In Persona 5 Royal, they track every Confidant rank, every Compendium entry, every side dungeon, and the game tells them their percentage. That number is why they keep playing.
In Hollow Knight, that small completion counter in the corner isn't optional UI. To this player, it's the whole point. They know exactly where they stand at all times, and that knowledge feels like safety.
The games they love most are finite ones, like The Witcher 3, Yakuza, and Spider-Man, because those games have a real bottom to the list.
How They Play
The loop is simple: see the list, tick the items, reach the end, feel done. That last part matters: the goal is not just to be done but to feel done.
They open the map before the first dungeon and hover over items marked as missable. When a choice is permanent, their face changes, not frustrated but calculating: can I recover from this, and is the file still completable?
They will play for hundreds of hours if the structure is trustworthy, and they will stop in the first hour if it isn't. A Completionist who can't trust a game will search "is this game completionist-friendly" before putting in another hour.
What They're Looking For
A list with a real bottom is the first thing. Infinite content isn't a feature for this player. It's a trap.
Visible progress matters through percentages, counters, and bars that move, because they need to see the number go up.
They also need the game to notice when they finish, whether that's a completion screen, a certificate, or something that says: you did it, and we saw you do it.
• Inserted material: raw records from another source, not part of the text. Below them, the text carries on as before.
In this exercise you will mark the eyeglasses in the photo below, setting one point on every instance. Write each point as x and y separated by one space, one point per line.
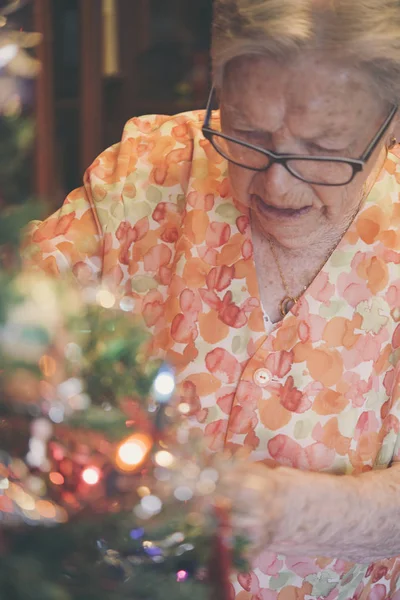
318 170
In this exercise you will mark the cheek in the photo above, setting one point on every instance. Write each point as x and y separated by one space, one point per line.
241 180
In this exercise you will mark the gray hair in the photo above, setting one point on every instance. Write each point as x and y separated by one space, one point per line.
364 33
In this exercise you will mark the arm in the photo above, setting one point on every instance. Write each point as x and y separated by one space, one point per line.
356 518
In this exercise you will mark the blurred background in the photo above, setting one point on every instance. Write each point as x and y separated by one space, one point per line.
102 62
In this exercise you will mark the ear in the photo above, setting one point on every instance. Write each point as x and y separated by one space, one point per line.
395 129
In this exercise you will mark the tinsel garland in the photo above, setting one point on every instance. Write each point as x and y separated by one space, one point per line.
82 516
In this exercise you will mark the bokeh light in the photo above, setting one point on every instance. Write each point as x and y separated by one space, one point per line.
133 451
91 475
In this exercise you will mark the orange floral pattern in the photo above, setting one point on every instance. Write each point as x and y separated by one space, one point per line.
319 392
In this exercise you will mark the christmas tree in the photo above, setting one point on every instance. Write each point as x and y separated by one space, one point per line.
104 494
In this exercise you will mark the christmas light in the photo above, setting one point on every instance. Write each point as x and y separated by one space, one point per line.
181 576
7 54
133 451
164 386
91 475
105 298
56 478
164 458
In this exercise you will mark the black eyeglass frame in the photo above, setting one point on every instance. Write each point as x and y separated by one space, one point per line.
357 164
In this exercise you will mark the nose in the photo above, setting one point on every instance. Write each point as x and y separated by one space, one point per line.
277 181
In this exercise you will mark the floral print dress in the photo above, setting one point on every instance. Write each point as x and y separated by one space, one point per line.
318 391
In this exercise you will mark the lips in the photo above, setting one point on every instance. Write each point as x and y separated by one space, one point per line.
274 211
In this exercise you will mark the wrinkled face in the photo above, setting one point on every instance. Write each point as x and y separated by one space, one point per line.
310 107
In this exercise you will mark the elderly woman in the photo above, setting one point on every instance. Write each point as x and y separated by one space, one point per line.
261 245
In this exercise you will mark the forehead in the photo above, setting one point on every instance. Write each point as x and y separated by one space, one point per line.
307 93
Three features that serve them well: completion percentages on the map (they always know their status); NG+ or chapter select (mistakes become recoverable, and the file stays trustworthy); quest log filters (they can see exactly what's left without guessing). Pity timers on random drops belong here too. Pure RNG on collectibles is their nightmare. A pity timer turns an uncontrollable wait into a legible countdown, and the grind stays the same but the anxiety disappears.
What Pushes Them Away
Missable content is the worst, not because it's hard or obscure, but specifically because it's missable. It converts a completable game into an incompletable one, and for this player that's not a small thing. It's a permanent wound in the save file.
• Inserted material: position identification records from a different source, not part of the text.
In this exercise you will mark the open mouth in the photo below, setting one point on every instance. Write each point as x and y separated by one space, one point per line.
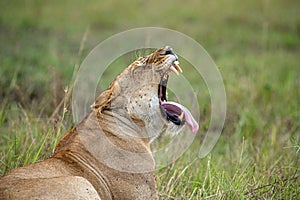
174 112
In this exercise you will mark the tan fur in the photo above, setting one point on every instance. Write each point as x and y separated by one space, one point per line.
79 167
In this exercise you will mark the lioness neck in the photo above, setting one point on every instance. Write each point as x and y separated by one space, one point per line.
117 160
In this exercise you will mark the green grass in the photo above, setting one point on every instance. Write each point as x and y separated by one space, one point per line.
256 45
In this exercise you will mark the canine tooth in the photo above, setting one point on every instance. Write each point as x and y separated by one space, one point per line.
176 65
172 68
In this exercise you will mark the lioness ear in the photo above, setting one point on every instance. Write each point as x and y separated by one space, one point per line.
102 102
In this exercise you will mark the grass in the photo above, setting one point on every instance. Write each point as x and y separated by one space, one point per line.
254 43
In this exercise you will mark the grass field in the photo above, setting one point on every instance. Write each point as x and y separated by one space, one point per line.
256 45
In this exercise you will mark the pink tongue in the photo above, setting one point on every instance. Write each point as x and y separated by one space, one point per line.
188 116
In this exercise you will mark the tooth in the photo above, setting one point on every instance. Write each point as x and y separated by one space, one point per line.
176 65
181 116
172 68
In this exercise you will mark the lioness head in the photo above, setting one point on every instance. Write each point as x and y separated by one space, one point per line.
139 94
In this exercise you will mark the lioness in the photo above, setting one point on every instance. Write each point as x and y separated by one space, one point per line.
107 155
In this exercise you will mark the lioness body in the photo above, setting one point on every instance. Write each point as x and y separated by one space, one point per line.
73 173
107 155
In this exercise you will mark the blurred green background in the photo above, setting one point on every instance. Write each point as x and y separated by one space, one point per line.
256 45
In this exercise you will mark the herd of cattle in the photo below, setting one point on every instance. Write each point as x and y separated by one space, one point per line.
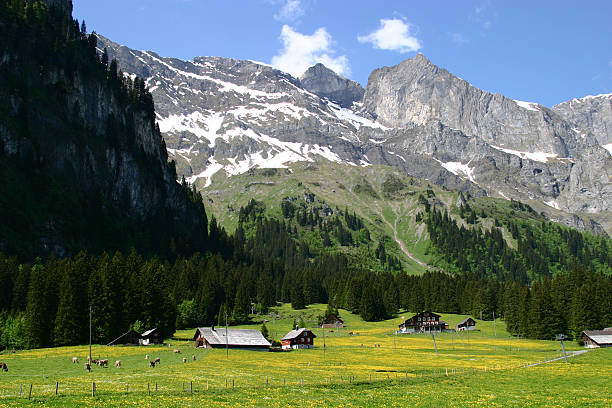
104 362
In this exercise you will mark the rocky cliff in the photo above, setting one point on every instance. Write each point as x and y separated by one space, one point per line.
82 162
221 117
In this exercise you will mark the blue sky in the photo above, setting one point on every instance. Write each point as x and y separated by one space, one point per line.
538 51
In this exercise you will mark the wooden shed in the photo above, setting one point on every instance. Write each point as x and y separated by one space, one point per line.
467 324
597 338
130 338
209 337
298 339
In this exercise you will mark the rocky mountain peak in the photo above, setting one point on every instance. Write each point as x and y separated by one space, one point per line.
325 83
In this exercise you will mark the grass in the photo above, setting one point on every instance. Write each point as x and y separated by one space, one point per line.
484 370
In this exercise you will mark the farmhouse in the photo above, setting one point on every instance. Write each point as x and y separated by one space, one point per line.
152 336
597 338
298 339
467 324
332 321
209 337
423 322
131 338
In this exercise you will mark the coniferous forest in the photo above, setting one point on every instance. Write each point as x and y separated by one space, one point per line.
66 249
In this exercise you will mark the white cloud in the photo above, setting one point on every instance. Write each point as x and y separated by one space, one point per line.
392 35
302 51
290 11
459 38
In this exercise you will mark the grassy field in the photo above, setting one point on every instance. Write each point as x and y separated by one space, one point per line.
374 368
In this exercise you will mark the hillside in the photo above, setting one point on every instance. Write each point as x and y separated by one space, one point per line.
83 164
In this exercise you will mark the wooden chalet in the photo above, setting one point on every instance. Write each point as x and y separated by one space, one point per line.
332 321
130 338
298 339
597 338
466 324
423 322
211 337
152 336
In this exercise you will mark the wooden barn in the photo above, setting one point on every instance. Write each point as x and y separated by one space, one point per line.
298 339
131 338
209 337
152 336
467 324
332 321
423 322
597 338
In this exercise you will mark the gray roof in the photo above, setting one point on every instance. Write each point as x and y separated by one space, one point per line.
148 332
599 336
295 333
235 337
464 321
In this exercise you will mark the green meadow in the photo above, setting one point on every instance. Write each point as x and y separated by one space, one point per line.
370 367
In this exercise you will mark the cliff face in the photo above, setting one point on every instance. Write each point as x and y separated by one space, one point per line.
83 164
Infinite content is second. The live-service loop pulls them in because battle passes are checkboxes with endpoints, but the list never actually ends. A Completionist playing a live-service game long-term is stuck in a structure that can never resolve. The season finishes, the next one starts, and they can complete this week but never the game.
Three features that push them out: missable story content with no second chance (no recovery path means no trust); time-limited achievements (the deadline punishes their schedule, not their skill); 500 generic collectibles instead of 50 meaningful ones (volume isn't richness. That's attrition, not satisfaction). Multiplayer-required achievements hit them hard too, especially luck-gated ones with no pity system.
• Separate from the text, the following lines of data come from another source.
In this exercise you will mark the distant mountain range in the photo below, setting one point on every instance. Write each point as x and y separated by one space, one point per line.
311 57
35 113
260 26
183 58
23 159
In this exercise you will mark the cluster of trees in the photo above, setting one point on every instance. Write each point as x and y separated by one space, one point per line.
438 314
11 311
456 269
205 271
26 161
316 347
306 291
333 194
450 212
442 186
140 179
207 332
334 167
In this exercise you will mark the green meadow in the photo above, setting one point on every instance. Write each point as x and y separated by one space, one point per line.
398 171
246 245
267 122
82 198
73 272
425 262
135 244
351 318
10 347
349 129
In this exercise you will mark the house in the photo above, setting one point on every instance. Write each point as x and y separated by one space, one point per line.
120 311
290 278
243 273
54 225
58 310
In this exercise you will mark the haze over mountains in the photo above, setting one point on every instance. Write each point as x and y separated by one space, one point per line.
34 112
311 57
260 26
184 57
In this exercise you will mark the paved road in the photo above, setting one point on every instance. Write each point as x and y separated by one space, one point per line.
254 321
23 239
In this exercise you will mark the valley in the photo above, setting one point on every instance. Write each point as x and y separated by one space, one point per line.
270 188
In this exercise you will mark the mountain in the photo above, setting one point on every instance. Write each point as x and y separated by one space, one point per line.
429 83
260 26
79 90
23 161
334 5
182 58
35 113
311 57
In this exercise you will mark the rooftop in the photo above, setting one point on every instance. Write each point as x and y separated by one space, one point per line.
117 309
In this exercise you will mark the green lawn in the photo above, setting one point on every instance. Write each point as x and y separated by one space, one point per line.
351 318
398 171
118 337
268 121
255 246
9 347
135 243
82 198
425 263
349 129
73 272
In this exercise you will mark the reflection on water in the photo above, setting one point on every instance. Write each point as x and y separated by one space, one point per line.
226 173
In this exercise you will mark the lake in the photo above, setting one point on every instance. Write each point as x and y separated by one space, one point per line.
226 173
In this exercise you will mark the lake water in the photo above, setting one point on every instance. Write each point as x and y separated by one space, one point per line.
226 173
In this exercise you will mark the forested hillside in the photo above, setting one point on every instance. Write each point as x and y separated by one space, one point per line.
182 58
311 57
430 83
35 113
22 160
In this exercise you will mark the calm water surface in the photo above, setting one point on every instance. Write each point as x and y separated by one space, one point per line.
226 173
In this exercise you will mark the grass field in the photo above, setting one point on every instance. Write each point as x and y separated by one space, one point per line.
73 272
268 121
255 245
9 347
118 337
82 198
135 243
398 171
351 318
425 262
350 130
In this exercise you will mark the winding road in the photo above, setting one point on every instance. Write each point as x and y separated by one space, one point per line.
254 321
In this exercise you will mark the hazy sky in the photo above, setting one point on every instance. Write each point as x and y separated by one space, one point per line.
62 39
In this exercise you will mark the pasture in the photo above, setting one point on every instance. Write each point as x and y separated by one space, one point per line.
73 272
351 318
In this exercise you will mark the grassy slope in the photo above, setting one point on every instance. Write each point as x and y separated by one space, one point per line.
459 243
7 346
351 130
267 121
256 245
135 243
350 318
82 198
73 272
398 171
| Works for this player | Pushes this player away |
|---|---|
| ✓Map completion percentage counters | ✗Missable content with no second chance |
| ✓NG+ and chapter select for cleanup | ✗Time-limited seasonal achievements |
| ✓Pity timers on random drops | ✗Endless procedural content that never resolves |
| ✓Quest log filters and "show undiscovered" toggles | ✗Achievements requiring other players' help |
| ✓Post-game completion screens with certificates | ✗Live-service vaulting of previously completed content |
What This Means for You
The single worst design choice for this archetype is a missable item with no path back. It doesn't even have to be hidden, just permanent. That one decision tells them the file is broken. The fix doesn't have to be elegant, it just has to exist: chapter select, NG+ carry-forward, something.
The second thing: build cleanup tools. Fast travel, quest filters, and "show undiscovered" map toggles aren't nice extras for this player. They're infrastructure. Friction without upside isn't challenge for a Completionist. Give them a real list, show them the progress, let them finish it, and make sure the game looks them in the eye when they do.
The single worst design choice for this archetype is a missable item with no path back. It doesn't have to be hidden, just permanent. That one decision tells them the file is broken. The fix doesn't have to be elegant. It just has to exist.